SMN Deficiency Causes Tissue-Specific Perturbations in the Repertoire of snRNAs and Widespread Defects in Splicing

Howard Hughes Medical Institute, Department of Biochemistry and Biophysics, University of Pennsylvania School of Medicine, Philadelphia, PA 19104-6148, USA.
Cell (Impact Factor: 32.24). 06/2008; 133(4):585-600. DOI: 10.1016/j.cell.2008.03.031
Source: PubMed


The survival of motor neurons (SMN) protein is essential for the biogenesis of small nuclear RNA (snRNA)-ribonucleoproteins (snRNPs), the major components of the pre-mRNA splicing machinery. Though it is ubiquitously expressed, SMN deficiency causes the motor neuron degenerative disease spinal muscular atrophy (SMA). We show here that SMN deficiency, similar to that which occurs in severe SMA, has unexpected cell type-specific effects on the repertoire of snRNAs and mRNAs.

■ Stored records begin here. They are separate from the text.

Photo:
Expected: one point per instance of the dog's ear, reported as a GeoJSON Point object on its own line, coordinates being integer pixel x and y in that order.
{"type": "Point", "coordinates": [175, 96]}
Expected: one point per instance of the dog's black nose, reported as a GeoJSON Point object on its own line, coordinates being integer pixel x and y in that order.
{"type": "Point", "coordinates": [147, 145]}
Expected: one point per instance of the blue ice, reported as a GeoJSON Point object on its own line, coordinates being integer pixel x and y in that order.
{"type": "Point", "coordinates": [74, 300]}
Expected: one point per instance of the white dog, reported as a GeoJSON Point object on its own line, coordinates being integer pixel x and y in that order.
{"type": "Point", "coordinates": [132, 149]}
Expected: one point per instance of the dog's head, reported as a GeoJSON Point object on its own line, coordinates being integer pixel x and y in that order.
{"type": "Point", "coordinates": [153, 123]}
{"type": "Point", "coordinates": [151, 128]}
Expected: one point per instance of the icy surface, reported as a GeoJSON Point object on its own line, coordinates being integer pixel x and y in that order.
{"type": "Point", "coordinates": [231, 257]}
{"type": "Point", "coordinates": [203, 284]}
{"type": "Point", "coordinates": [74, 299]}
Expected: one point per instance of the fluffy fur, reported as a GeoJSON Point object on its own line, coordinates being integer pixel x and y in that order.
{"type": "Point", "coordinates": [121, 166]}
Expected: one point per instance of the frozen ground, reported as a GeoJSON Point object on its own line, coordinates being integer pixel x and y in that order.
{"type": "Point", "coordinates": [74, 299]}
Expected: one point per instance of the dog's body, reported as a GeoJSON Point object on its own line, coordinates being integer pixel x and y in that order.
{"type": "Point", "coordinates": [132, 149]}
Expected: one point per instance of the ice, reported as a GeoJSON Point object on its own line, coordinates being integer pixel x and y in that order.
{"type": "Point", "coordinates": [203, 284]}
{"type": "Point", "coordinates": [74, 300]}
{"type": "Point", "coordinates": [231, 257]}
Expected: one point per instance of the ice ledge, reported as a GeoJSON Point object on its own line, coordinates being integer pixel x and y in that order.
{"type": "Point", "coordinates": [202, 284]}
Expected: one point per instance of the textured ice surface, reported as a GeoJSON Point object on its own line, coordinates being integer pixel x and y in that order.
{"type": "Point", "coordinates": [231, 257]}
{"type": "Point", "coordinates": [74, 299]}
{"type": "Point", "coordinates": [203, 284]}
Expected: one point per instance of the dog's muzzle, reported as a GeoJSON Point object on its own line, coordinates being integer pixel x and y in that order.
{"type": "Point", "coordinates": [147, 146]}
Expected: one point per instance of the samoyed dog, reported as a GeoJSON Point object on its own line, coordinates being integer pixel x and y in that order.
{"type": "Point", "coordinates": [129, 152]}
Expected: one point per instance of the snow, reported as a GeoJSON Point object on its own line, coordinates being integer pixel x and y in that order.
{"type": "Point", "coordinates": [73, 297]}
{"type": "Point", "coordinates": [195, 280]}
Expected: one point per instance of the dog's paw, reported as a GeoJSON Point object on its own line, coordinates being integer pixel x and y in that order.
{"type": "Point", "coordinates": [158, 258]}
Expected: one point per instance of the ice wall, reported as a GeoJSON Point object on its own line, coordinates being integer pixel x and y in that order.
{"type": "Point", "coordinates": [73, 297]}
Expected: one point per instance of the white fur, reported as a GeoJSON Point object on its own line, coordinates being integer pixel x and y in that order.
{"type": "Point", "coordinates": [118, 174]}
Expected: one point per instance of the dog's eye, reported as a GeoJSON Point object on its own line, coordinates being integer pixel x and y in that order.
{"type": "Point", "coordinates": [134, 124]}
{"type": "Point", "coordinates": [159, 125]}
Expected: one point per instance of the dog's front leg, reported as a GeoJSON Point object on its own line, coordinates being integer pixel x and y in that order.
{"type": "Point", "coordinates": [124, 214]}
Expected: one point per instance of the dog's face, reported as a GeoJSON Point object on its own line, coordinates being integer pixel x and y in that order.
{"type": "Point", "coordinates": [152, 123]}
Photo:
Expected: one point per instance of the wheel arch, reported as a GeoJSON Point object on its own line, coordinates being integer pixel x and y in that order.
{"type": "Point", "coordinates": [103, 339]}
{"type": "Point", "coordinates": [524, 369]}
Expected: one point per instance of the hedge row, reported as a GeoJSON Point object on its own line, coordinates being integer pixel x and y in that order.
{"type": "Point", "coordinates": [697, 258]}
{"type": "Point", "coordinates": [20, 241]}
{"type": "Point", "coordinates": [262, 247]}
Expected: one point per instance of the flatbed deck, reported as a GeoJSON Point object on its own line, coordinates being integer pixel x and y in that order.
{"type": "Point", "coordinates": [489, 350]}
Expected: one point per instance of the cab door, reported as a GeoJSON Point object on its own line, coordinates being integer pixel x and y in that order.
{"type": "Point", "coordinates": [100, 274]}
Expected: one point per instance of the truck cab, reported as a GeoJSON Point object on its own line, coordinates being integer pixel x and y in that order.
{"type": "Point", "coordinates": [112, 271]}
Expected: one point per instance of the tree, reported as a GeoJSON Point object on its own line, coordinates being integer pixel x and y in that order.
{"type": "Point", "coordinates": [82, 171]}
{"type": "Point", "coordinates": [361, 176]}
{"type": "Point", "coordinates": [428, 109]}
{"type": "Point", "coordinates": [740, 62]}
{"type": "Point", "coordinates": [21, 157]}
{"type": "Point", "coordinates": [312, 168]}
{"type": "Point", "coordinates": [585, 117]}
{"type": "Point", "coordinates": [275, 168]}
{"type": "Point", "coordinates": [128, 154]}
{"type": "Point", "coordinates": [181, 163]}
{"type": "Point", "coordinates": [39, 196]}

It alters the stoichiometry of snRNAs and causes widespread pre-mRNA splicing defects in numerous transcripts of diverse genes, preferentially those containing a large number of introns, in SMN-deficient mouse tissues. These findings reveal a key role for the SMN complex in RNA metabolism and in splicing regulation and indicate that SMA is a general splicing disease that is not restricted to motor neurons.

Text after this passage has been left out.